Ragam respons tersebut menunjukkan masih awamnya pemahaman publik tentang budaya Tuli, aksesibilitas, dan profesi JBI. Pasalnya, penyediaan aksesibilitas bagi disabilitas termasuk Tuli di sebuah acara mestinya menjadi hal yang normal. Selain itu, banyak hal tentang JBI yang tidak banyak diketahui masyarakat, misalnya mimik dan gestur ekspresif yang sebenarnya merupakan bagian wajib dari interpretasi bahasa lisan ke bahasa isyarat.

Apa lagi yang perlu kita tahu perihal dunia Tuli dan aksesibilitas, terutama di ranah pertunjukan musik?

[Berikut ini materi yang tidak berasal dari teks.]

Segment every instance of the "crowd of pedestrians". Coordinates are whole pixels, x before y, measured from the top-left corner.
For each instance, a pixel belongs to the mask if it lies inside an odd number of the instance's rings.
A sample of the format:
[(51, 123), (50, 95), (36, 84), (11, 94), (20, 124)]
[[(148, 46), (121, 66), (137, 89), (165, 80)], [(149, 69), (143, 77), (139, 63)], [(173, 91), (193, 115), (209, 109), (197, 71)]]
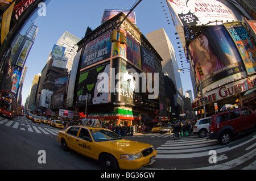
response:
[(177, 122), (174, 128), (174, 137), (180, 138), (181, 136), (189, 136), (193, 131), (193, 125), (191, 121), (185, 123)]
[(133, 136), (138, 131), (138, 127), (134, 125), (125, 126), (119, 124), (105, 125), (104, 127), (121, 136)]

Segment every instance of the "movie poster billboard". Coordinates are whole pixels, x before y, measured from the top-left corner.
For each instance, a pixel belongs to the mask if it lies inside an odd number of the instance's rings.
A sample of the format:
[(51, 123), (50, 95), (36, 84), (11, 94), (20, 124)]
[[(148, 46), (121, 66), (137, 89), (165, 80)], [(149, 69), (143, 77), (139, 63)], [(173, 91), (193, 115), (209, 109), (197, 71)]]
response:
[[(122, 58), (118, 58), (113, 61), (114, 68), (115, 90), (112, 94), (112, 100), (114, 102), (121, 102), (128, 104), (134, 103), (134, 96), (136, 89), (136, 81), (134, 74), (138, 72), (131, 65)], [(138, 73), (138, 75), (139, 73)], [(137, 78), (137, 79), (138, 78)], [(141, 83), (139, 83), (141, 82)], [(141, 85), (139, 81), (138, 86)], [(141, 92), (137, 92), (138, 99), (143, 102)], [(137, 100), (137, 101), (138, 101)]]
[[(209, 22), (224, 22), (238, 20), (240, 14), (226, 1), (216, 0), (167, 0), (181, 26), (201, 26)], [(220, 24), (221, 23), (218, 23)]]
[(90, 65), (109, 58), (111, 55), (112, 32), (92, 40), (85, 45), (82, 55), (81, 70)]
[(240, 22), (223, 23), (240, 53), (248, 75), (256, 71), (256, 45), (243, 25)]
[(126, 36), (126, 58), (135, 66), (142, 69), (139, 44), (129, 33)]
[(18, 88), (19, 87), (19, 81), (20, 80), (21, 73), (17, 69), (14, 70), (13, 75), (11, 76), (11, 81), (13, 82), (13, 86), (11, 87), (11, 91), (14, 94), (17, 94)]
[[(108, 89), (109, 72), (109, 62), (99, 65), (81, 72), (76, 95), (77, 105), (85, 105), (86, 100), (87, 104), (90, 104), (109, 102)], [(104, 78), (108, 78), (108, 80), (105, 80)]]
[(72, 107), (73, 106), (73, 100), (74, 99), (76, 99), (75, 97), (74, 98), (74, 89), (82, 49), (82, 48), (80, 49), (75, 57), (74, 60), (73, 61), (72, 69), (69, 73), (69, 79), (68, 80), (68, 86), (67, 91), (67, 107)]
[(16, 65), (23, 68), (34, 42), (26, 39), (18, 56)]
[(51, 108), (57, 109), (64, 107), (65, 91), (52, 95), (51, 98)]
[[(246, 77), (239, 53), (222, 25), (198, 32), (188, 50), (196, 80), (201, 81), (203, 92), (237, 77)], [(200, 65), (204, 75), (199, 75), (197, 68)]]
[[(125, 36), (126, 36), (127, 32), (123, 28), (120, 28), (120, 31), (125, 33)], [(113, 44), (113, 56), (121, 56), (125, 58), (126, 58), (126, 44), (121, 44), (120, 42), (120, 32), (117, 32), (117, 40), (114, 41)]]
[(63, 57), (66, 48), (57, 45), (54, 45), (51, 55), (52, 56)]

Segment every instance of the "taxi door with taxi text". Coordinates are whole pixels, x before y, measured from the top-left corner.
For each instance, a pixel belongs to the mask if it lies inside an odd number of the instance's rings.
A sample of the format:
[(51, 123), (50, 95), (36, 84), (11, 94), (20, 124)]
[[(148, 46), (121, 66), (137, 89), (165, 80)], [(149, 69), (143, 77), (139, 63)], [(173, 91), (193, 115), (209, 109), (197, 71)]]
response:
[(84, 155), (93, 155), (93, 142), (87, 129), (81, 128), (77, 138), (77, 144), (79, 146), (77, 151)]
[(80, 129), (80, 127), (71, 127), (68, 130), (67, 134), (65, 135), (65, 140), (68, 146), (75, 151), (77, 150), (77, 141), (76, 140), (77, 139), (77, 133)]

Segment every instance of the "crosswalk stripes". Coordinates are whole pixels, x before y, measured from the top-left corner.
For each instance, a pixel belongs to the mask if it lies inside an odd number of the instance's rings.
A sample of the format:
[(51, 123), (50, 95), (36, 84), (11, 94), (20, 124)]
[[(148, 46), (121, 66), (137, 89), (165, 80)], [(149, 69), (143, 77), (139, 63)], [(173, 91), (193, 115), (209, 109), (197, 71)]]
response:
[[(156, 159), (193, 159), (203, 157), (209, 157), (209, 151), (214, 150), (217, 153), (217, 162), (219, 164), (212, 165), (206, 167), (202, 167), (195, 169), (203, 170), (217, 170), (231, 169), (240, 166), (246, 162), (251, 160), (256, 157), (256, 134), (251, 138), (245, 141), (234, 140), (233, 144), (221, 145), (218, 141), (214, 140), (207, 140), (203, 138), (189, 138), (182, 140), (170, 140), (156, 148), (158, 151)], [(246, 145), (247, 144), (247, 145)], [(225, 155), (226, 153), (230, 150), (236, 150), (236, 149), (242, 146), (248, 145), (245, 149), (246, 153), (240, 155), (238, 158), (228, 160), (229, 158)], [(249, 152), (248, 152), (249, 151)], [(255, 161), (251, 163), (247, 167), (256, 169)]]
[(47, 135), (57, 136), (59, 130), (55, 129), (46, 128), (44, 127), (39, 127), (29, 124), (20, 123), (19, 122), (10, 120), (7, 119), (0, 119), (0, 124), (4, 125), (8, 127), (11, 127), (14, 129), (18, 129), (22, 131), (27, 131), (30, 132), (36, 132), (37, 133), (43, 133)]

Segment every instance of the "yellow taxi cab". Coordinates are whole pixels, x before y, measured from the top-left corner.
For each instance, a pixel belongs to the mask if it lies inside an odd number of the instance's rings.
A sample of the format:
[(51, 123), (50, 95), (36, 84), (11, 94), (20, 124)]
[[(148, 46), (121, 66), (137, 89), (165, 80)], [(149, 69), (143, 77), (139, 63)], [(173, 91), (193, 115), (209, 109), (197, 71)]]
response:
[(64, 125), (61, 123), (60, 123), (60, 121), (58, 120), (52, 120), (50, 123), (50, 125), (52, 127), (55, 127), (55, 128), (64, 128)]
[(158, 133), (160, 132), (161, 129), (165, 125), (165, 124), (156, 124), (155, 126), (152, 128), (152, 133)]
[(34, 123), (41, 123), (41, 116), (33, 115), (32, 121)]
[(33, 117), (33, 115), (30, 112), (28, 112), (26, 114), (26, 117), (28, 119), (32, 120), (32, 118)]
[(157, 151), (153, 146), (123, 140), (109, 129), (92, 124), (60, 131), (57, 137), (63, 149), (98, 160), (104, 169), (138, 169), (155, 161)]
[(48, 119), (44, 116), (41, 117), (41, 123), (43, 123), (44, 124), (49, 124), (49, 121), (48, 120)]

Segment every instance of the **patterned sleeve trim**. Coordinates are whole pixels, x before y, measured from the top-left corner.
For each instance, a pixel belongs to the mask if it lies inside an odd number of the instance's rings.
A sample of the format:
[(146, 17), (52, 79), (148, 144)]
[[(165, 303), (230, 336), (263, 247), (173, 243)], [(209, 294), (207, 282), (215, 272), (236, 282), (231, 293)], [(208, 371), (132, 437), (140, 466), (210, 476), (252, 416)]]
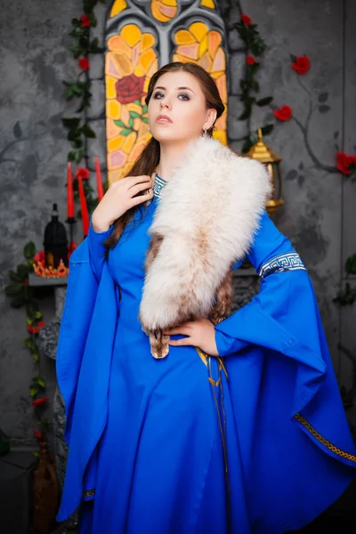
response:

Untuk mengupasnya, TFR ngobrol bareng Rezki Achyana, seorang content creator dan juga JBI merangkap CEO Parakerja, serta Jennifer Natalie, content creator Tuli sekaligus penikmat musik.

Hiburan sebagai hak semua orang

Istilah “musik adalah bahasa universal” tentunya sudah sering kita temui dalam berbagai konteks. Namun, masih banyak yang kaget ketika tahu bahwa Tuli pun menikmati musik dengan cara yang berbeda. Jennifer, misalnya, mengaku musik adalah hiburan yang menyegarkan pikiran dan hati. “Aku dan teman-teman Tuli lain bisa menikmati musik lewat getaran bass, dentuman beat, atau musik yang diputar dengan volume besar. Sebagian Tuli masih bisa mendengar sedikit atau memakai alat bantu dengar sehingga masih bisa menangkap suara yang kencang,” paparnya.

Oleh karena itu, tak heran Tuli pun ingin hadir di konser atau festival musik untuk menyaksikan penampilan musisi favorit mereka. Menurut Jennifer, idealnya konser, festival musik, atau acara hiburan lainnya menyediakan JBI agar penonton Tuli bisa menikmati acara juga. “Akan lebih baik jika disertai running text yang menampilkan lirik lagu di atas panggung,” tambahnya.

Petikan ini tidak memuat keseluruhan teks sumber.